И затем она идет в кухню, дверь за ней раскачивается.
Крис оказывается на моей стороне стола так быстро, что я не успеваю опустить вилку: он чуть глаз себе не проткнул.
— Какого черта ты творишь? — он шипит на меня. — Что за хрень с тобой происходит, Реми?
— Боже, Кристофер, — говорю я: — Какие выражения. Лучше бы она тебя не слышала, а то заставит остаться после уроков и написать доклад о тех австралийский олушах с голубыми лапами.
Он садится на стул, наконец, убравшись от моего лица.
— Слушай, — он выдавливает из себя слова: — Я не могу ничего поделать с тем, что ты жестокая, озлобленная сучка. Но я люблю Дженнифер Энн и не позволю тебе играть с ней в игры. Слышишь меня?
Я просто смотрю на него.
— Слышишь? — огрызается он. — Потому что, черт возьми, Реми, иногда тебя правда очень сложно любить. Ты это знаешь? Ты знаешь.

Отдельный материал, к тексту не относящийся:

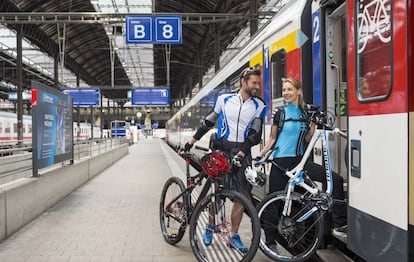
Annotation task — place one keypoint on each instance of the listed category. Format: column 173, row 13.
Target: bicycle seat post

И затем он отодвигает стул, бросает свою салфетку и проходит в кухню.
Я сижу. Если честно, у меня такое чувство, что мне дали пощечину: мое лицо даже покраснело и горит. Я просто дурачилась с ним, а он, Боже, так разволновался. За все эти годы Крис был единственным, кто разделял мой нездоровый, циничный взгляд на любовь. Мы всегда говорили друг другу, что никогда не женимся, никоим образом — пристрелите меня, если я это сделаю. Но сейчас он ко всему повернулся спиной. Ну и дурак.
Мне было слышно их из кухни, ее голос тихий и робкий, его — успокаивающий. Еда на моей тарелке остыла, как и мое черствое, черствое сердце. Вы, должно быть, подумали, что я тоже почувствовала себя хрупкой, будучи такой жестокой, озлобленной сучкой. Но нет. На самом деле я ничего не чувствовала, только то, что круг, который и так был мал, стал еще меньше. Может быть, Криса можно так легко спасти. Но не меня. Меня — никогда.
После долгой дискуссии шепотом в кухне, был заключен хрупкий мир. Я принесла свои извинения Дженнифер Энн, стараясь звучать искренне, и страдала от разговоров за шоколадным суфле, пока, наконец, мне позволили уйти. Крис все еще не говорил со мной и захлопнул дверь за моей спиной, когда я уходила. Меня не должно было удивлять, на самом деле, то, что он так легко влюбился. Именно поэтому он всегда проигрывал наше пари: его предсказания всегда были позже, гораздо позже реальных сроков, последний раз — на целых шесть месяцев.
Я сажусь в машину и уезжаю. Перспектива поехать домой выглядит удручающей, там буду только я, поэтому я пересекаю город, еду в район Лиссы. Я торможу перед ее домом, гашу фары и стою у ящика с почтой. В окно мне видно столовую, где она ужинает с родителями. Я думаю о том, чтобы пойти и позвонить в дверь — мама Лиссы всегда быстро приставит еще один стул к столу и накроет еще одно место для обеда — но я не в настроении родительских разговоров про колледж или будущее. По факту, я чувствовала себя готовой отступить. Итак, я пошла к Хлое.